Minister of Education, Youth, Sports and Culture
- In office June 2020 – May 2022
- Prime Minister: Timothy Harris

Member of Parliament
- In office June 2020 – May 2022
- Prime Minister: Timothy Harris
- Preceded by: Marcella Liburd
- Succeeded by: Marsha Henderson
- Constituency: Saint Christopher #2

Personal details
- Party: People's Action Movement
- Other political affiliations: Team Unity (2013-2022)
- Alma mater: University of the West Indies; Norman Manley Law School
- Occupation: Lawyer, politician

= Jonel Powell =

Former Education Minister of Saint Kitts and Nevis

Jonel Powell is a Kittitian attorney and former People's Action Movement politician who was a Member of Parliament and cabinet minister from 2020 until 2022.

== Early life and legal career ==
Powell grew up and completed his education in Saint Kitts. He then worked at the Royal Bank of Canada in Saint Kitts for two years, before going on to study law in Barbados at the University of the West Indies (Cave Hill) from 2003 to 2006, and then from 2006 to 2008 he attended the Norman Manley Law School to pursue a Legal Education Certificate. He then practiced offshore, commercial and corporate litigation law in Anguilla. In 2011, he returned to Saint Kitts and Nevis to become the managing partner of a law firm, Grant, Powell & Co, which he co-founded with Lindsay Grant.

== Political career==
In the 2015 general election, Powell unsuccessfully stood as the People's Action Movement (PAM) candidate for the Saint Christopher #2 constituency. Following the election result, in which PAM and its allies in Team Unity successfully won a majority, Powell was announced in May 2015 as the designated Ambassador and Special Envoy to the ministries of Sports and Culture by Prime Minister Timothy Harris.

In the 2020 general election, Powell again ran as the PAM candidate for the Saint Christopher #2 constituency. He was successfully elected to serve as its Member of Parliament, gaining the seat from Labour with 1,654 votes to Labour MP Marcella Liburd's 1,422 votes. Following the election, Powell was appointed to serve in the cabinet as Minister of Education, Youth, Sports and Culture. In May 2022, Powell was one of six ministers removed from office following disagreements by the PAM and CCM party leaders with Prime Minister Harris. Harris also dissolved parliament and called a snap election.

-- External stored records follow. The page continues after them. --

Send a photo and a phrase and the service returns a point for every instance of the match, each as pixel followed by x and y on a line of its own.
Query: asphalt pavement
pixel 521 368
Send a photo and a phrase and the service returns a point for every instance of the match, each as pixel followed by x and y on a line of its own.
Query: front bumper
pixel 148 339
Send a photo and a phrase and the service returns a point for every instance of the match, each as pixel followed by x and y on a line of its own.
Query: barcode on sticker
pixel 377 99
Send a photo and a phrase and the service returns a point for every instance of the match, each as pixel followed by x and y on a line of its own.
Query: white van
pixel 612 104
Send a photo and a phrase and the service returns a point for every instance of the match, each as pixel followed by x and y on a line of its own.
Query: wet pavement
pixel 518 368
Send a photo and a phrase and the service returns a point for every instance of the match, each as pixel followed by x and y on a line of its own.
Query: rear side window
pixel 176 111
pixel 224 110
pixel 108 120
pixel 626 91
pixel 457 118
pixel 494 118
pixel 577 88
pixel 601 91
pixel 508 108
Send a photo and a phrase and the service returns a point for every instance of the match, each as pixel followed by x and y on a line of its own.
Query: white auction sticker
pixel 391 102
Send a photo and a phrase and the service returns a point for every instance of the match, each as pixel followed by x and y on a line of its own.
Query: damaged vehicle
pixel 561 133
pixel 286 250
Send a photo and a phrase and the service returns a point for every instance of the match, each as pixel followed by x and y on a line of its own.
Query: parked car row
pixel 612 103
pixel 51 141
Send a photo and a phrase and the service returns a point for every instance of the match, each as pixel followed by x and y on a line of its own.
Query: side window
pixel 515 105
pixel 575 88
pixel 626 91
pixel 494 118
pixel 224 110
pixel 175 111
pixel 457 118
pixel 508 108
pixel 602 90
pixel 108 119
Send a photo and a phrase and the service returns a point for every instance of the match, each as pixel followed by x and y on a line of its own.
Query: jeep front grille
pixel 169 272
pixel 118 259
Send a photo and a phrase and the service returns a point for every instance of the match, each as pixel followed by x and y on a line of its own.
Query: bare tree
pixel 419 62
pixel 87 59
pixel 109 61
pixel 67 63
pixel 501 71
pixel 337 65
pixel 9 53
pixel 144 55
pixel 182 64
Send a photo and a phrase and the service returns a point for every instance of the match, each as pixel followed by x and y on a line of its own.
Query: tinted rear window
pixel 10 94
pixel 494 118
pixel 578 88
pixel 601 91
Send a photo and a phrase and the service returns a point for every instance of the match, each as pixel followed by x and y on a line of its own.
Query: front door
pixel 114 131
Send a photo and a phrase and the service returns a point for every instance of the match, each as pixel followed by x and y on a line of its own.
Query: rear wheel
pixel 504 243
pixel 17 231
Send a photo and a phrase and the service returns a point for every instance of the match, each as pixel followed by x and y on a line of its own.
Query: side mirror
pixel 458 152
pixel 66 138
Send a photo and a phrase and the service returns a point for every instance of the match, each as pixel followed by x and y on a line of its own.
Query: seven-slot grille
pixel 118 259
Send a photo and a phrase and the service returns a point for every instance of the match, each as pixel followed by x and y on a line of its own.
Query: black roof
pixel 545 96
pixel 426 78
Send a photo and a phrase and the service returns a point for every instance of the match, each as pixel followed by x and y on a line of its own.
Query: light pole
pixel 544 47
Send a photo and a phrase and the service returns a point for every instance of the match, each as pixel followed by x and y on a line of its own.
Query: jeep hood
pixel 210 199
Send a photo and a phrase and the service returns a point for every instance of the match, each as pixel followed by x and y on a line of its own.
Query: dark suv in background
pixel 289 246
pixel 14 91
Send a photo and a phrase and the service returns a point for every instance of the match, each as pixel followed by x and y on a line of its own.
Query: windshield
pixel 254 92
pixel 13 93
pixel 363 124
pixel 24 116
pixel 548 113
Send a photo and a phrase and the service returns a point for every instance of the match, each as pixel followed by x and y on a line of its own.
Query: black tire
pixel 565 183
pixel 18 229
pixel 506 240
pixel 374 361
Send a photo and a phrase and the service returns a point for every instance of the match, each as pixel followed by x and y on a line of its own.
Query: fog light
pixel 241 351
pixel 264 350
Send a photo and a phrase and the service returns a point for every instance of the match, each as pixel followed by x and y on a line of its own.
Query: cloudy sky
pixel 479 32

In the August 2022 snap election, Powell lost his seat to Labour candidate Marsha Henderson. In May 2025, he announced he would not contest a future general election.

==Post-political career==
In 2024, Powell was listed as a legal practitioner with an active practicing certificate in Saint Kitts and Nevis, and is currently a managing partner at Grant, Powell & Co.